Pitchandikulam is not a puristic conservation research organization. Though there has been considerable output concerning biotic inventorisation, the focus has not been interpretative science.
Nevertheless, scientific enquiry has been encouraged and the results are obvious as can be seen below:
The first phase of inquiry began in 1997 when Eric Ramanujam approached Pitchandikulam to study rodents for taxonomical purposes since he was involved in an autecological / behavioral study of the Indian Eagle Owl Bubo bengalensis.
Bird watching sessions have been ongoing for many years in the wetland area of Kaluveli by interested Aurovillians, but with the exception of snakes, no other group of vertebrates were documented. Pitchandikulam began the processess of inventorizing all groups of vertebrates (Fish, Amphibians, Reptiles and Mammals) and a comprehensive photographic record of these exists in our database.
Intensive sampling of fish from both brackish and fresh water areas of the Kaliveli floodplain and creek areas was undertaken on the European Comission’s programme. And then the UBS – Tsunami project happened which allowed us to inquire much more and expand our focus to the estuarine and marine reaches.

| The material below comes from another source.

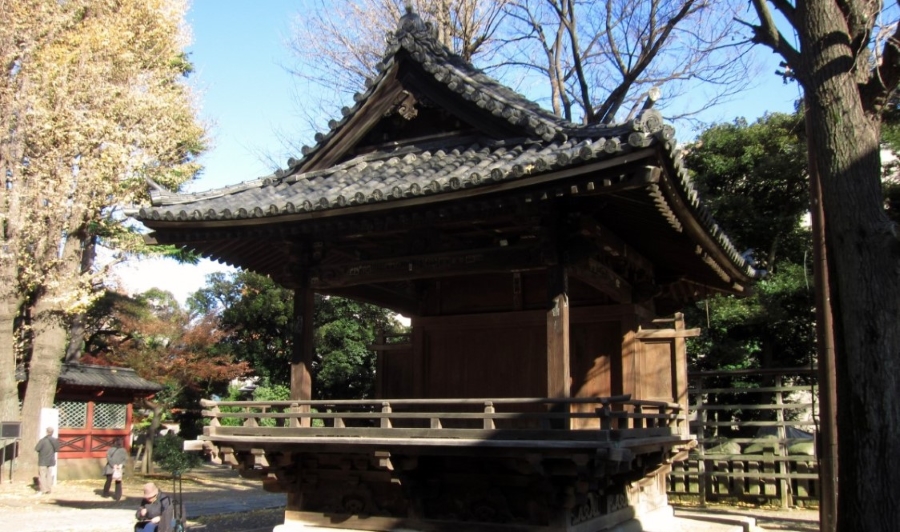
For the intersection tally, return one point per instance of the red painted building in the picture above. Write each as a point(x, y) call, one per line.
point(96, 405)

Dr. Shanmugam Mani, Botanist and Soil Biologist, undertook a study of Macrofungi of the Kaliveli region which included Pitchandikulam – the first of its kind in this region.
Pitchandikulam was invited to Chennai to partake in a wetland restoration / rehabilitation programme that concerned a 58 acre site. A vertebrate diversity survey was put into place which documented the success of the enterprise.
The survey team at Pitchandikulam has also been active in the Eastern Ghats, especially the Servarayan Hills, where they collected the holotype of the Shieldtail Snake Uropeltis shortii now housed in the Zoological Survey of India’s collection. They also collected specimens of a Danio which showed overlapping characteristics between D. aequipinnatus and D. malabiricus.
Pitchandikulam was the first institution to conduct a survey of passive snake demography in Asia to the best of our knowledge (since we were not allowed to use the capture / mark / recapture technique legally) and the results were accepted for official publication and presented in a forum of herpetology.
Camera trap surveys of mammalian fauna were conducted by Dr Bubesh Guptha and our office staff in Pitchandikulam and this conclusively recorded the presence of the Spotted Deer Axis axis. The highlight of the study was the presence of the Rusty-spotted Cat Prionaiurus rubiginosus from its type locality after a gap of 165 years which co-exists with the Jungle Cat Felis chaus.
The plan for the future is to involve young eco-fellows, with / without academic constraints to experience our journeys and take it to the next level of understanding / inquiry – a hands on approach to practical restoration ecology without any premeditated mindsets, but a conscious practical understanding of environmental threats and applications.